In another step toward application excellence, Mack Trucks introduced at MATS the Mack Load Logic and a 6×2 liftable pusher axle option for the Pinnacle highway model.

Designed for applications that routinely haul out heavy and return empty, Mack Load Logic and the 6×2 with liftable pusher axle are designed to monitor trailer weight and adjust the truck’s driveline configuration to boost fuel efficiency without impacting performance.

Load Logic integrates an advanced sensor in the rear suspension with the Mack mDRIVE automated manual transmission.

Roy Horton, Mack director of product marketing, says when a fully loaded trailer is detected, mDRIVE operates as a direct drive transmission, locking out twelfth gear for increased performance and pulling power.

Horton adds when an empty trailer is detected, the transmission switches to overdrive, enabling twelfth gear to lower cruise RPMs and maximize fuel efficiency.

During normal operation, control of the lift axle is automatic based on payload.
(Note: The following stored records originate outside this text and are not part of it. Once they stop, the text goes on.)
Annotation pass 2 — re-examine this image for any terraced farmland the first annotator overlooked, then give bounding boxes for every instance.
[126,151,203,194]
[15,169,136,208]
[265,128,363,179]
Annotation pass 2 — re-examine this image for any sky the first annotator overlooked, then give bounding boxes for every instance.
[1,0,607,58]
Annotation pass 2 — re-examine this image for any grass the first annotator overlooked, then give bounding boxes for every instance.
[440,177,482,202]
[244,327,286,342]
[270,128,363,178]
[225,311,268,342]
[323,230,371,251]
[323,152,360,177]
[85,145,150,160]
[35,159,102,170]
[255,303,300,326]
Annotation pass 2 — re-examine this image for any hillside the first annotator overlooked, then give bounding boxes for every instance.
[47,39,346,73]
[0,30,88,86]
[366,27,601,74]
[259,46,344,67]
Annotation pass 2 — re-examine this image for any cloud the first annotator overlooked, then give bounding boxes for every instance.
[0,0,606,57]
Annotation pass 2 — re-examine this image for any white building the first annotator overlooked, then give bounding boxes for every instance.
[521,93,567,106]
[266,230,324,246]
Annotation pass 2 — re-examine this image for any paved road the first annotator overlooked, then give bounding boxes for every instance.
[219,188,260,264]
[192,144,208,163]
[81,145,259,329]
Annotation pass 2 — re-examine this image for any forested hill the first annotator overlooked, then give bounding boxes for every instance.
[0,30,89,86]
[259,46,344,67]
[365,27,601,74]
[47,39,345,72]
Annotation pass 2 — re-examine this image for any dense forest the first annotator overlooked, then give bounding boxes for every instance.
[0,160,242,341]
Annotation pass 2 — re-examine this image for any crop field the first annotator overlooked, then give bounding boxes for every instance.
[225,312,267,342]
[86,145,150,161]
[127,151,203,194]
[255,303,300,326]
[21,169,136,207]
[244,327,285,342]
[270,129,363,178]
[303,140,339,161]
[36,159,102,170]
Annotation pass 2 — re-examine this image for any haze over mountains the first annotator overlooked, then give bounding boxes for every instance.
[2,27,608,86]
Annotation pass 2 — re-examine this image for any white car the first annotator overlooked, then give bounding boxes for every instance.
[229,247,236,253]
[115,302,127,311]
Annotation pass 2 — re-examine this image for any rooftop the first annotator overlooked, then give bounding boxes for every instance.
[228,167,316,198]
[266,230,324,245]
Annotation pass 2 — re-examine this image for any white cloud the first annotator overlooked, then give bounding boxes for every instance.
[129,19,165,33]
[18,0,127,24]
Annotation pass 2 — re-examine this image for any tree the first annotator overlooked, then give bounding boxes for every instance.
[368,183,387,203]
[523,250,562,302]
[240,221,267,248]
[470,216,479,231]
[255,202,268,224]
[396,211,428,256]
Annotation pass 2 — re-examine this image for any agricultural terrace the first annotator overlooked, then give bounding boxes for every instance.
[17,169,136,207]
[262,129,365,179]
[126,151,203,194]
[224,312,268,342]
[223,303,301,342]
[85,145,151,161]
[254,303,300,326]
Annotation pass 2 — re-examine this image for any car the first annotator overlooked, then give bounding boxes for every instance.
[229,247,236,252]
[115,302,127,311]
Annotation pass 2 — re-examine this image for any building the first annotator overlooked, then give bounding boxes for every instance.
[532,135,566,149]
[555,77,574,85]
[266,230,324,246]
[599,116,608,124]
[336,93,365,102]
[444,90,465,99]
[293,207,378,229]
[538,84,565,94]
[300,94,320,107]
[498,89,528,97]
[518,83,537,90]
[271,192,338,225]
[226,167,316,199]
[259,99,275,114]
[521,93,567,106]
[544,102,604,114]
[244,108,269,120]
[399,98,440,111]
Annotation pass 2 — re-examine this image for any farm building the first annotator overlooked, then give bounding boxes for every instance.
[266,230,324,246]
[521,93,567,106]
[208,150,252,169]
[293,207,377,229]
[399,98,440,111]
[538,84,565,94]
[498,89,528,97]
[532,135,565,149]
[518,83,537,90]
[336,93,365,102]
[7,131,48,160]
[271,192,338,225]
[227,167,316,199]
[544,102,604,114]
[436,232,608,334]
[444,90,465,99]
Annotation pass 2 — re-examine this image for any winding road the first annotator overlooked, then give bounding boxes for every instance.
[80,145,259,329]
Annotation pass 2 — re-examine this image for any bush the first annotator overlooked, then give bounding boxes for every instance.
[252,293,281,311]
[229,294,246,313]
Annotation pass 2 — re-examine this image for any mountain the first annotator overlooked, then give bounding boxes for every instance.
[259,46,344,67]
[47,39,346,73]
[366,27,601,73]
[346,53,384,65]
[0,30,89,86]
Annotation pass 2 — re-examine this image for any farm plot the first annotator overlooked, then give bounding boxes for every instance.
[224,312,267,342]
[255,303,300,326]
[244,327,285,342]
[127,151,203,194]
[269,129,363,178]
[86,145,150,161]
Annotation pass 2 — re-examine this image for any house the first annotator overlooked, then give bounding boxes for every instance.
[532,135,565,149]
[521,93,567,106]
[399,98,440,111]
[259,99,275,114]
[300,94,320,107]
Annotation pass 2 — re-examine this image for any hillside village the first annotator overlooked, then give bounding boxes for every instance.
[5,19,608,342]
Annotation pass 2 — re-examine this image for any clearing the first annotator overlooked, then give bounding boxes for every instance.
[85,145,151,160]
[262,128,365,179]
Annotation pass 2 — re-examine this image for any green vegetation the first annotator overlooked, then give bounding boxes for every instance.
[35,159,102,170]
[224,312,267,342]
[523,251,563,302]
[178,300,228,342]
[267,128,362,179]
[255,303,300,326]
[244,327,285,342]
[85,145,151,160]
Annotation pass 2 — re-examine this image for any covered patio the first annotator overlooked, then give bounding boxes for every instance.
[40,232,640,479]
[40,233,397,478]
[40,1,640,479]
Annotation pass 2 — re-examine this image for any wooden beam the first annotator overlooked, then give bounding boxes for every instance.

The system offers a manual control feature that enables a driver to raise or lower the suspension for easier landing gear retraction or trailer hook-up. To deliver optimal traction, the system’s suspension pressure and ride height are continuously monitored and adjusted to maintain a load bias toward the drive axle.

Connectivity will also be a major focus of the company, and of the industry as a whole Roy adds.

“The connected truck is here to stay,” he says. “We’re already looking beyond what you see today.”

“It’s about taking data and turning it into action,” Roy adds. “At the end of the day, the fleets are looking to take that data and do something with it.”

For fleets waiting on repairs from their dealer, connectivity allows Mack’s Uptime center to monitor how long a truck has been siting in service and follow up with the dealers to see how repairs could be expedited.

By 2020 Roy foresees vehicles that can self-evaluate and be repaired remotely via updates.